Let’s first take a look on what makes up the `geometry` column of `waterways_nl`:

``````waterways_nl['geometry']
``````
``````0     LINESTRING (52.41810 4.84060, 52.42070 4.84090...
1     LINESTRING (52.11910 4.67450, 52.11930 4.67340...
2     LINESTRING (52.10090 4.25730, 52.10390 4.25530...
3     LINESTRING (53.47250 6.84550, 53.47740 6.83840...
4     LINESTRING (52.32270 5.14300, 52.32100 5.14640...
...
86    LINESTRING (51.49270 5.39100, 51.48050 5.39160...
87    LINESTRING (52.15900 5.38510, 52.16010 5.38340...
88    LINESTRING (51.97340 4.12420, 51.97110 4.12220...
89    LINESTRING (52.11910 4.67450, 52.11850 4.67430...
90    LINESTRING (51.88940 4.61900, 51.89040 4.61350...
Name: geometry, Length: 91, dtype: geometry
``````

Each row is a `LINESTRING` object. We can further zoom into one of the rows, for example, the third row:

``````print(waterways_nl['geometry'])
print(type(waterways_nl['geometry']))
``````
``````LINESTRING (52.100900002 4.25730000099998, 52.1039 4.25529999999998, 52.111299999 4.24929999900002, 52.1274 4.23449999799999)
<class 'shapely.geometry.linestring.LineString'>
``````

As we can see in the output, the `LINESTRING` object contains a list of coordinates of the vertices. In our situation, we would like to find a way to flip the x and y of every coordinates set. A good way to look for the solution is to use the documentation of the `shapely` package, since we are seeking to modify the `LINESTRING` object. Here we are going to use the `shapely.ops.transform` function, which applies a self-defined function to all coordinates of a geometry.

``````import shapely

# Define a function flipping the x and y coordinate values
def flip(geometry):
return shapely.ops.transform(lambda x, y: (y, x), geometry)

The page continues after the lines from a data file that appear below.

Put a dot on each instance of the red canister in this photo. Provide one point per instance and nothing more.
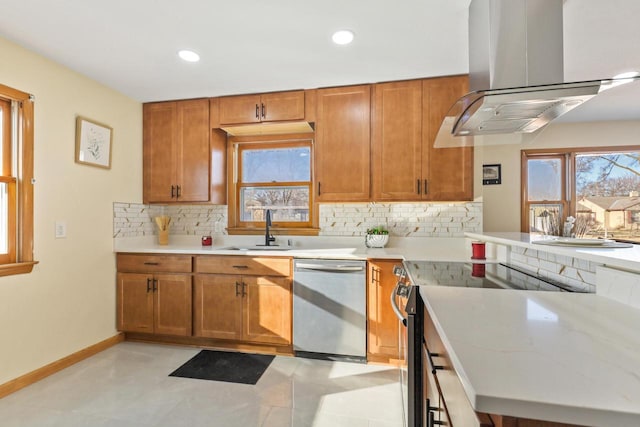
(477, 250)
(477, 270)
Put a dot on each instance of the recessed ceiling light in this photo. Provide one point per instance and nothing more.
(627, 75)
(342, 37)
(189, 56)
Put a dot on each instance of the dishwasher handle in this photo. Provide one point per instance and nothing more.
(333, 268)
(394, 305)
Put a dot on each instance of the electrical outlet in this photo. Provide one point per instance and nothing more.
(61, 229)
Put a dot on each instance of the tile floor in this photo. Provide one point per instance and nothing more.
(128, 385)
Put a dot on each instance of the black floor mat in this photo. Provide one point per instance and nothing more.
(225, 366)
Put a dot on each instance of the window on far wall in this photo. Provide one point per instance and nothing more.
(16, 187)
(598, 187)
(272, 175)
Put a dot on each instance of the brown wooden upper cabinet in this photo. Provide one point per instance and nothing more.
(406, 119)
(176, 152)
(342, 151)
(268, 107)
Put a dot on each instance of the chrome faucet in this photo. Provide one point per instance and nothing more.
(268, 238)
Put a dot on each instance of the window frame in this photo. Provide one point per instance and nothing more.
(21, 258)
(236, 225)
(569, 181)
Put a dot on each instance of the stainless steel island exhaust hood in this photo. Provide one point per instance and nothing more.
(516, 72)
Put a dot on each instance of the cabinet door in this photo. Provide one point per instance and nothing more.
(282, 106)
(193, 155)
(159, 134)
(448, 171)
(217, 308)
(342, 164)
(172, 304)
(135, 302)
(383, 325)
(267, 310)
(239, 109)
(397, 141)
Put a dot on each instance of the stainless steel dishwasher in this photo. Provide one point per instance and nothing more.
(329, 309)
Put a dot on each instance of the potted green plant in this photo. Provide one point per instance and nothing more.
(376, 237)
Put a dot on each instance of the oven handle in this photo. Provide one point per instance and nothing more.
(394, 306)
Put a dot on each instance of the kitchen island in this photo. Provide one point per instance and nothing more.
(560, 357)
(572, 358)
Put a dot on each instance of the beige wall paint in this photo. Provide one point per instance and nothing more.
(68, 302)
(501, 210)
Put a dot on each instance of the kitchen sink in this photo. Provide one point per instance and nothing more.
(256, 248)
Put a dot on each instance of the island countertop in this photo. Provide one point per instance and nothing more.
(572, 358)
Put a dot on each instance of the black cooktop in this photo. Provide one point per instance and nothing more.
(480, 275)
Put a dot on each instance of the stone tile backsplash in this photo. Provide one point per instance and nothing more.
(348, 219)
(576, 272)
(134, 219)
(401, 219)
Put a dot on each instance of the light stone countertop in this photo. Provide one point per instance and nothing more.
(626, 258)
(571, 358)
(438, 249)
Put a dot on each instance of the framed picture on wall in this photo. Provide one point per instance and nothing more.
(93, 143)
(491, 174)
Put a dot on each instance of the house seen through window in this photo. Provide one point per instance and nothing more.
(273, 176)
(596, 191)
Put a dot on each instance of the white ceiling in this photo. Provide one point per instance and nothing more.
(257, 46)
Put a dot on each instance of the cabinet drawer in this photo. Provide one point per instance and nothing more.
(454, 399)
(244, 265)
(154, 263)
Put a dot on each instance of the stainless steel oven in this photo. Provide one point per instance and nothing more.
(404, 302)
(414, 274)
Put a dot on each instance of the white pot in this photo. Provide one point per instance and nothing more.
(376, 240)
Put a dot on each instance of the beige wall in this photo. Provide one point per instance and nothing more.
(68, 302)
(502, 202)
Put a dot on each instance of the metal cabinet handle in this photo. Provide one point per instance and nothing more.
(394, 305)
(430, 357)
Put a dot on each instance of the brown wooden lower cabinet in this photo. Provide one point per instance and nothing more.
(154, 303)
(446, 402)
(243, 308)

# Apply this function to all coordinates and all lines
geom_corrected = waterways_nl['geometry'].apply(flip)
``````

Then we can update the `geometry` column with the corrected geometry `geom_corrected`, and visualize it to check:

``````# Update geometry
waterways_nl['geometry'] = geom_corrected

# Visualization
waterways_nl.plot()
`````` Now the waterways look good! We can save the vector data for later usage:

``````# Update geometry
waterways_nl.to_file('waterways_nl_corrected.shp')
``````

## Key Points

• Vector dataset metadata include geometry type, CRS, and extent.

• Load spatial objects into Python with `geopandas.read_file()` function.

• Spatial objects can be plotted directly with `GeoDataFrame`’s `.plot()` method.